You can ask my husband his opinion, but I’m thankful God has helped me grow in this area (even just a little?) I still have so far to go. Emotions always try to take the driver’s seat in my life. It takes an act of God some days to get my thoughts going in the right direction. Those sometimes helpful, but often pesky, emotions flood me with opportunities for temptation if I do not use them as indicators to my deeper heart issues. Stopping and evaluating what I’m feeling in the moment, asking for feedback (sometimes scary) and also taking it to the Lord, is so helpful to me. Then I must submit the feeling to the truth revealed in Scripture. Are anger, sorrow, loneliness, fear, etc. always ‘wrong’? Well, if indulged over trust in the Lord, yes, however, on many occasions God acknowledges and accepts our feeble emotions and then shows us how to deal with them. (Eph. 4:26, Psalm 34:4, John 14:1, 1 Peter 5:7) It is exciting to see God changing me as I surrender my thought life to Him! How often I have heard my girlfriends admit their feelings of being overwhelmed by the ups and downs of motherhood, and so I thank God that He is divinely helping me to learn how to better handle my emotions now.

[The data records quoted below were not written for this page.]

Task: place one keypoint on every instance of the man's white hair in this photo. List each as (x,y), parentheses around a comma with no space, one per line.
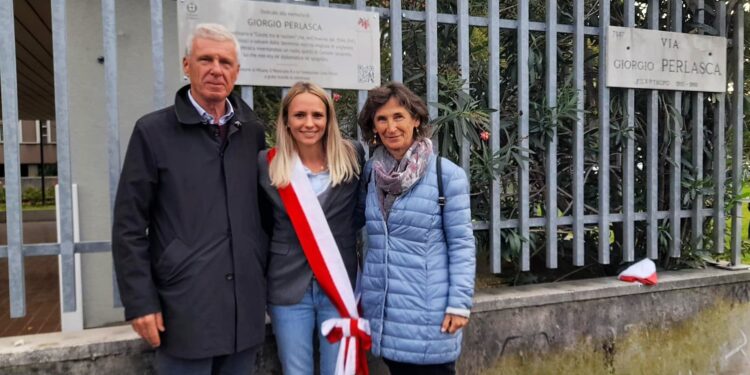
(212,31)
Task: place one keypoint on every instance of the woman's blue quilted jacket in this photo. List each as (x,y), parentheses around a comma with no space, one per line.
(418,266)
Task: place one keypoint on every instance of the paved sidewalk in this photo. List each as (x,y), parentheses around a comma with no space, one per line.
(42,298)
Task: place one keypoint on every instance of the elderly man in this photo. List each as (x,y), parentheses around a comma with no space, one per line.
(187,241)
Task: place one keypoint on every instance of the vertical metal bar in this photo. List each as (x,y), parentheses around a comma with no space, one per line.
(697,119)
(738,44)
(247,95)
(64,180)
(397,54)
(523,129)
(604,16)
(551,86)
(432,82)
(463,62)
(578,168)
(675,178)
(361,99)
(628,162)
(494,103)
(652,153)
(9,94)
(361,94)
(720,154)
(110,80)
(157,52)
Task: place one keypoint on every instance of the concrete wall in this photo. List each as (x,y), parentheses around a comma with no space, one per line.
(88,122)
(693,322)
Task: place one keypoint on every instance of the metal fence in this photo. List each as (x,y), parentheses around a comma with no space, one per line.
(16,250)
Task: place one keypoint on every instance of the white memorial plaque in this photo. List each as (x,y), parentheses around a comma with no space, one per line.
(285,43)
(652,59)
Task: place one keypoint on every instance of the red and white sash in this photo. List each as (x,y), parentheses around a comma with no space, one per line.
(323,255)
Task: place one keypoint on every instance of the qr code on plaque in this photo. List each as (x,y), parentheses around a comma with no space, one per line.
(365,74)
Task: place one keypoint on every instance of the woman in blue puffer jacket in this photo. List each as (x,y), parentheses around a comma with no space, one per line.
(418,278)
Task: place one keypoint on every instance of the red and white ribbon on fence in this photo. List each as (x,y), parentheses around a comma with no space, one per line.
(323,255)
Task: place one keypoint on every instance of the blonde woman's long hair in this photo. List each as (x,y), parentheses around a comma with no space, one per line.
(343,165)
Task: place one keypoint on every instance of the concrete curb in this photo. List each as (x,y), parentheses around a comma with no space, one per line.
(591,289)
(117,341)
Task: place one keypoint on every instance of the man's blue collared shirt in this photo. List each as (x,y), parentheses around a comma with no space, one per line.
(207,117)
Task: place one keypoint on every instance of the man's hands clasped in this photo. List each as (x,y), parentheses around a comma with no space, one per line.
(148,327)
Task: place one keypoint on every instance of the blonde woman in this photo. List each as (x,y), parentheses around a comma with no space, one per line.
(309,143)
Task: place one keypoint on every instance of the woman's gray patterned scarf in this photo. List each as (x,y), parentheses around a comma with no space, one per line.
(393,177)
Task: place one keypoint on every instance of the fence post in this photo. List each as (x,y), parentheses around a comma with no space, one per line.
(11,148)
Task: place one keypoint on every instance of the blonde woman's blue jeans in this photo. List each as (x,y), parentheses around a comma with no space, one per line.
(296,326)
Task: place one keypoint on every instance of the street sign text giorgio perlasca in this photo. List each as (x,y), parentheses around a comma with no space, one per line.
(652,59)
(285,43)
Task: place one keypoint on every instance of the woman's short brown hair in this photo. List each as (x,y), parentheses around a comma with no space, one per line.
(377,98)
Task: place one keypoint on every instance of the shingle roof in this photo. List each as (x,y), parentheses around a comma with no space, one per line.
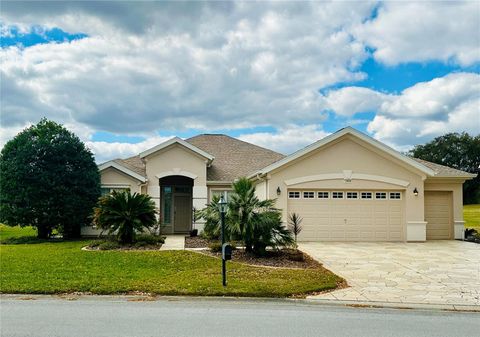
(444,171)
(233,158)
(134,163)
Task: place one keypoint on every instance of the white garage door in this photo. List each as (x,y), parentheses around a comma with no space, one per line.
(349,215)
(438,215)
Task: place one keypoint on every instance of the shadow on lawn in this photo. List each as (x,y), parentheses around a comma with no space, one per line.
(29,240)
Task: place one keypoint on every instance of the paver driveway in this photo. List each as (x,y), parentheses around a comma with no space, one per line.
(434,272)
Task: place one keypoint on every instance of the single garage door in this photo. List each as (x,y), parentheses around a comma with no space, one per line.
(438,215)
(330,215)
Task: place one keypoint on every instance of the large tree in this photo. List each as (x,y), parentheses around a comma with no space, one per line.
(48,180)
(460,151)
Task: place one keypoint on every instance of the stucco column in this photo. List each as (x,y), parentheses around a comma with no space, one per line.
(199,201)
(415,213)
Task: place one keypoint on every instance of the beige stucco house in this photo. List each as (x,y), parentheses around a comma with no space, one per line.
(346,187)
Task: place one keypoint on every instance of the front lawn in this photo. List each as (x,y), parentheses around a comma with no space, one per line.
(471,215)
(62,267)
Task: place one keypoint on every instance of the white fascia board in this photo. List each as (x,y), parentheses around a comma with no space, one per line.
(333,137)
(123,169)
(178,141)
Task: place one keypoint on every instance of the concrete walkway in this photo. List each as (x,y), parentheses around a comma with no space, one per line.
(174,242)
(434,272)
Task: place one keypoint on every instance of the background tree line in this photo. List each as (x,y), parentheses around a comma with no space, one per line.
(457,150)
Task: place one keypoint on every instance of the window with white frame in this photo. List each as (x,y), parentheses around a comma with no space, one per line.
(322,195)
(366,195)
(395,195)
(293,194)
(308,195)
(352,195)
(337,195)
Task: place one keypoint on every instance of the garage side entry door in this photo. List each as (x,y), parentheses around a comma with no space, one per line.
(349,215)
(438,215)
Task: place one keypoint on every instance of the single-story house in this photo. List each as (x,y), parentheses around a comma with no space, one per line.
(346,187)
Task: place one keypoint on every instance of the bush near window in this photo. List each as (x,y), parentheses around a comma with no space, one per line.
(49,180)
(124,214)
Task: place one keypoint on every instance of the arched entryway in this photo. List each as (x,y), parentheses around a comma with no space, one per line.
(176,202)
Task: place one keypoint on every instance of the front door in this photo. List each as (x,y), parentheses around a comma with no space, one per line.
(182,213)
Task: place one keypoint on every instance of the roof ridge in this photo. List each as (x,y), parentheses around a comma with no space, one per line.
(420,160)
(238,140)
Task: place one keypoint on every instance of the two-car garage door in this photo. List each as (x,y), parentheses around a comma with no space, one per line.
(349,215)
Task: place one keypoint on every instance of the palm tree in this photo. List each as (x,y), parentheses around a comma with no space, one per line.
(294,220)
(125,214)
(211,215)
(256,221)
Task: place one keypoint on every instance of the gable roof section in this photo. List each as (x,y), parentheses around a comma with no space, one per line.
(442,171)
(134,163)
(234,158)
(342,132)
(122,168)
(181,142)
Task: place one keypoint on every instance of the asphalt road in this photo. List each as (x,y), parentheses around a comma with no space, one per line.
(118,317)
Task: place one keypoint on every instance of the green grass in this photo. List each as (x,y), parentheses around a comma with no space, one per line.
(471,215)
(8,233)
(62,267)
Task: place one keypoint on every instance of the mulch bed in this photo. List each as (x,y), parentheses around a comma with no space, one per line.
(285,258)
(197,242)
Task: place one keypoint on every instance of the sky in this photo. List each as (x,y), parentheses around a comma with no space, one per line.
(125,76)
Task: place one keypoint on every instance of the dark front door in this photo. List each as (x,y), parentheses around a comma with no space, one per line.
(182,212)
(176,201)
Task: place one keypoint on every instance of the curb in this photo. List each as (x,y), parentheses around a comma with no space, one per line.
(398,305)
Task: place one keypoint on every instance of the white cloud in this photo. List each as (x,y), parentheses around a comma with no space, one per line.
(105,151)
(152,67)
(423,31)
(226,67)
(429,109)
(351,100)
(287,139)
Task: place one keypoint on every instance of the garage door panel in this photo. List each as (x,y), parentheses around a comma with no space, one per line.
(350,219)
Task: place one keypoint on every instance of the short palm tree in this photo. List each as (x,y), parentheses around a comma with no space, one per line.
(211,215)
(256,221)
(125,214)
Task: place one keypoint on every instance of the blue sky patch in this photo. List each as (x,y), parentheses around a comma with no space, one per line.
(36,35)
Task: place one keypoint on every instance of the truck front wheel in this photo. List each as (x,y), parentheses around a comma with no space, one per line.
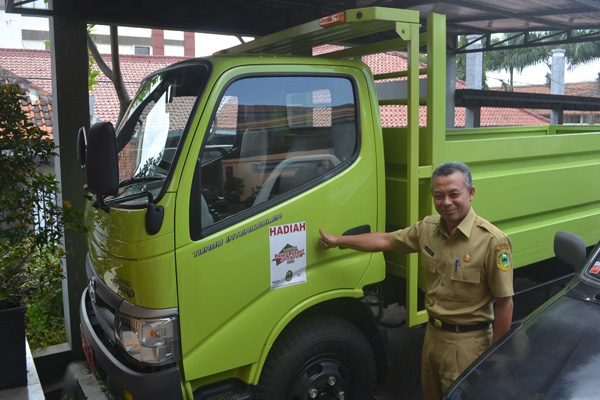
(319,358)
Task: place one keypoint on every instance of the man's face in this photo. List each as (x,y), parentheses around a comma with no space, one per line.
(451,198)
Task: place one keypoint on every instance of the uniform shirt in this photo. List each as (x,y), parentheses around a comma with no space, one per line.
(465,271)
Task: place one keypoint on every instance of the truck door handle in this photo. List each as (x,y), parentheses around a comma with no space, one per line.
(358,230)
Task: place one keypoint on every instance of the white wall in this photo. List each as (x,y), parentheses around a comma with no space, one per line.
(10,30)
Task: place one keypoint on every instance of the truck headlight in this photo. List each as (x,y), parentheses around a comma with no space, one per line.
(149,341)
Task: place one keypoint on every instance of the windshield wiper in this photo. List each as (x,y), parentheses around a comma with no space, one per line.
(138,180)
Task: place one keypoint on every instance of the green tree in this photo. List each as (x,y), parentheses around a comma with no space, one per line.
(516,60)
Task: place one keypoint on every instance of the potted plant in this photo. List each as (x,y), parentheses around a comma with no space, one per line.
(31,227)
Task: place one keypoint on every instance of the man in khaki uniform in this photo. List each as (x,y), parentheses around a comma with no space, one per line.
(467,263)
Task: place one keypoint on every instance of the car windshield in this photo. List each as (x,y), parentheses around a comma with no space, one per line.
(149,135)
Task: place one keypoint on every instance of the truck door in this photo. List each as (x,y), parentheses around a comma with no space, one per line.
(282,155)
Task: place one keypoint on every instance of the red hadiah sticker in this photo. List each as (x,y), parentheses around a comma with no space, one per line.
(595,269)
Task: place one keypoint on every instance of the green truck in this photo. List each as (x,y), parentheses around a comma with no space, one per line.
(206,280)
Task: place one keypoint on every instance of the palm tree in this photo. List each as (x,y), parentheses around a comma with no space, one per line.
(516,60)
(512,60)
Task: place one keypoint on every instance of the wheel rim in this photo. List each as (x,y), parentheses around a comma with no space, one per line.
(322,378)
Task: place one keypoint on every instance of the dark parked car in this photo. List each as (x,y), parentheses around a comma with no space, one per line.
(555,352)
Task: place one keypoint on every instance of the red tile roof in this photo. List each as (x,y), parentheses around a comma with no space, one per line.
(36,101)
(34,66)
(583,89)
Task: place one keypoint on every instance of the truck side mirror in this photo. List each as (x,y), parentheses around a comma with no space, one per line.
(81,146)
(570,249)
(102,163)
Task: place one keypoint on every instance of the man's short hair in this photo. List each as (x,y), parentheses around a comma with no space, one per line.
(448,168)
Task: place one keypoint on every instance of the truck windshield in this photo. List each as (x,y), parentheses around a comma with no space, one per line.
(149,135)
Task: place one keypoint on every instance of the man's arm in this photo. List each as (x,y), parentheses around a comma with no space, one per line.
(502,317)
(369,242)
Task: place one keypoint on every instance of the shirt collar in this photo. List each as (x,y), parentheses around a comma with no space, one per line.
(465,226)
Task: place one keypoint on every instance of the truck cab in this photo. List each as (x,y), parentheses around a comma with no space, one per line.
(205,254)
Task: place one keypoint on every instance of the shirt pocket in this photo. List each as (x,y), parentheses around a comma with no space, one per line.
(428,263)
(466,275)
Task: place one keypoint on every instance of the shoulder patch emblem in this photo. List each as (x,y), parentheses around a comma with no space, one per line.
(504,260)
(502,246)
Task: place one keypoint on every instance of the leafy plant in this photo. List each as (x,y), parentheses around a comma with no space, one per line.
(31,220)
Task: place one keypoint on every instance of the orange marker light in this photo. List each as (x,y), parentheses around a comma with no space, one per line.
(331,20)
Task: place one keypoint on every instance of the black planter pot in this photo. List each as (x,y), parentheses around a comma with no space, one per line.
(13,356)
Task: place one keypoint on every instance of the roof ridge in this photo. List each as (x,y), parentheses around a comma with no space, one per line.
(25,84)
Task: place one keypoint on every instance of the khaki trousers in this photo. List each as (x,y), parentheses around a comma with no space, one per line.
(446,355)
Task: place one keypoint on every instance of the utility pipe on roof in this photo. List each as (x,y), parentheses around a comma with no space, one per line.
(474,78)
(557,83)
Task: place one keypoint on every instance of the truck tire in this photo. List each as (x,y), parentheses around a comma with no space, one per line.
(325,357)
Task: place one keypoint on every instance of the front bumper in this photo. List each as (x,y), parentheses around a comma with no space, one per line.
(119,378)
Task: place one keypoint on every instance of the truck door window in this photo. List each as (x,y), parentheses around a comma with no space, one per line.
(272,138)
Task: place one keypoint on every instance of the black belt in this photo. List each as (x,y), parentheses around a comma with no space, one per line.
(457,328)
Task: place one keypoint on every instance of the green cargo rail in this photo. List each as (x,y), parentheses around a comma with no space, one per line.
(530,181)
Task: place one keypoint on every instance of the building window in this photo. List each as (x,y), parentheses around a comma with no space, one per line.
(143,50)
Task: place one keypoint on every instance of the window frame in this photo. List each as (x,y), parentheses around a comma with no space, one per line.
(200,233)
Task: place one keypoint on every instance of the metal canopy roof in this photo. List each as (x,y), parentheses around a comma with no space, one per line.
(260,17)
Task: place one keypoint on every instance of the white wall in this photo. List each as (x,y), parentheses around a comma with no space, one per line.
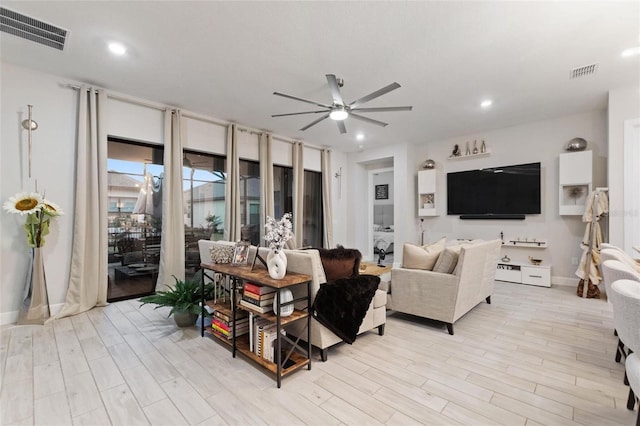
(624,104)
(534,142)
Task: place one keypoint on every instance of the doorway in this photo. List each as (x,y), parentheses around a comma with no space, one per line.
(382,222)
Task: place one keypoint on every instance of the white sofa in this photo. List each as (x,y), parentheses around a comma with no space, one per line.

Honoring and cherishing my husband

Two years ago, I made a promise to my husband before God and many witnesses that I would love, cherish, honor… that dear man with which I share four walls, many meals, memories, joys, sorrows… life. Let me tell you, it was much easier to speak the promise, than it’s been to daily keep the promise! We’re sinners. Should I be surprised? Taking the extra effort every day to make my hubby feel like a king in his home is hard, but it’s also my joy. I’ve learned his habits, his preferences, his weaknesses and strengths, and in many ways I can cater to what helps and brings him joy. Doing this with creativity is an extra challenge, but also quite fun! I can only imagine how caring for little ones saps the energy to be creative, rested, willing… to serve my man. So I’m taking the time now to make those things a habit. Dear sister, after your Jesus, your husband must always come before the kiddos!

Putting my ultimate hope in Christ for satisfaction

None of this will matter…. at all…. if you’re not finding your hope and joy in Christ first and foremost. I’ve had to learn this through trying times, when nothing else made sense. It is comforting, in a strange way, to know that everything could fall apart in my life (again) and I’d still be able to stand firm on the Solid Rock, knowing that my inheritance in Christ, in heaven, has not been shaken (1 Peter 1:4). Without this bedrock to our daily comings and goings, whether married, single, mothering or not, we are walking on shifting sand and ultimately all our good deeds will be burned up (1 Cor. 3: 11-15). Many days this goal to keep my eyes fixed on eternity seems like impossibility, but confessing my weakness, and crying out to God, I always find that He will fix my heart and soul on Him. What a gift my mother gave to me, as I watched her live life this way. Today and in the future, I hope to give that gift to as many little ones God brings my way, whether in my church, my home, or my classroom.

Remember—there’s a reason—but it’s only a season!